What a good idea to couple Maurice Ravel’s two contemporaneous if very different Piano Concertos (both premiered in January 1932) and add Manuel de Falla’s Nights in the Gardens of Spain (first heard in 1916) and to engage Steven Osborne to play them.
The Falla is bookended first by the Ravel G-major, a scintillating and sensitive account from all concerned, beginning with a whip-crack to set in motion this glittering, jazzy and lyrical work. Osborne brings brilliance and insouciance to the outer movements, vividly supported by the BBC Scottish Symphony Orchestra and Ludovic Morlot and graced by a recording that offers exact balance and doesn’t miss even the smallest detail. A highpoint (of many) comes in the first movement where Osborne’s delicate yet expressive trills (6’11”-6’37”) speak volumes and are right up there with my yardstick recording, that of Samson François. In the slow movement, in which it could be said Mozart meets Saint-Saëns and Fauré, if with Ravel remaining his inimitable self, pianist, conductor and orchestra gently ravish the senses. The Finale goes like the wind without poise and shape being compromised.
Musically, the Left-Hand Concerto offers a polar-extreme contrast to its sibling, and it’s also one of Ravel’s greatest masterpieces, from the slithery double basses and beast-growling contrabassoon at the start to the goose-stepping coda. It was written for Paul Wittgenstein, who as an Austrian soldier in World War One lost his right arm. Ravel’s writing finds pathos, seismic orchestral outbursts, subterranean if jazz-tinged marches, a touch of Mother Goose-like fantasy and a pianistic range that belies the use of one hand. Osborne’s power and compassion, the latter quality to the fore in the culminating cadenza, offers a library-choice version that is partnered intensely and with a wide dynamic range by Morlot.

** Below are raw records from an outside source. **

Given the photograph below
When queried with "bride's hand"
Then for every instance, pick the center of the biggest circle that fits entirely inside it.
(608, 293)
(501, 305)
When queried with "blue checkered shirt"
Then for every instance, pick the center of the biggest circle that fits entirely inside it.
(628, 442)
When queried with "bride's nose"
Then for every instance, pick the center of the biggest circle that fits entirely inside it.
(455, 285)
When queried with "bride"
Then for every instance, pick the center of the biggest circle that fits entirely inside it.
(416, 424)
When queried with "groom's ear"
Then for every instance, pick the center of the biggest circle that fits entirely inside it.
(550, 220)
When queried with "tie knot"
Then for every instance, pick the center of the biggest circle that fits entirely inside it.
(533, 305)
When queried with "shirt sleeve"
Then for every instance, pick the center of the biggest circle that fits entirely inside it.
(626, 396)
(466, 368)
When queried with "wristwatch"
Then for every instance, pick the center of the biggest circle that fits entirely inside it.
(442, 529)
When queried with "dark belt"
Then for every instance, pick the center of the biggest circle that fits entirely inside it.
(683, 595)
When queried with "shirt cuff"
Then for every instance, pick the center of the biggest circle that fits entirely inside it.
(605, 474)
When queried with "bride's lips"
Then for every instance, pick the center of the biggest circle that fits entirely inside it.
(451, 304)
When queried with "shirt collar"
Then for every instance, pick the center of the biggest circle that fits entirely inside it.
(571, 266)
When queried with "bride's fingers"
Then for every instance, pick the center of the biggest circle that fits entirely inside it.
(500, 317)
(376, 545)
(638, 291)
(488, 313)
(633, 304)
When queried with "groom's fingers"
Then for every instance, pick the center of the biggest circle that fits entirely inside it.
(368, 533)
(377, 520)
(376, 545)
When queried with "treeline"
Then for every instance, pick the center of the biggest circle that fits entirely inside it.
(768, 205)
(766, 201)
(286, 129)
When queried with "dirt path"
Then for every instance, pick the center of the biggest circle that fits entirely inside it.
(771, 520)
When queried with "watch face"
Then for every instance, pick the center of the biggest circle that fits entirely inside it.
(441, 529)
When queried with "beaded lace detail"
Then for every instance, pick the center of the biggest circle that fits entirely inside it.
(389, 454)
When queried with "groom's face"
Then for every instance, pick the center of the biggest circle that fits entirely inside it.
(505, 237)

In all honesty, Nights in the Gardens of Spain isn’t going to feature on my desert-island list, but I admire Falla’s craftsmanship, individuality and ability here to paint nocturnal and scented pictures. This performance is atmospheric and suggestive, Osborne and Morlot (Nights is more for orchestra with piano) conjuring an intoxicating impressionism that finds, for me, more in this three-movement score than hitherto, especially the outer ones—the second always makes an immediate appeal—and further recognition that this is an outstanding release in every way.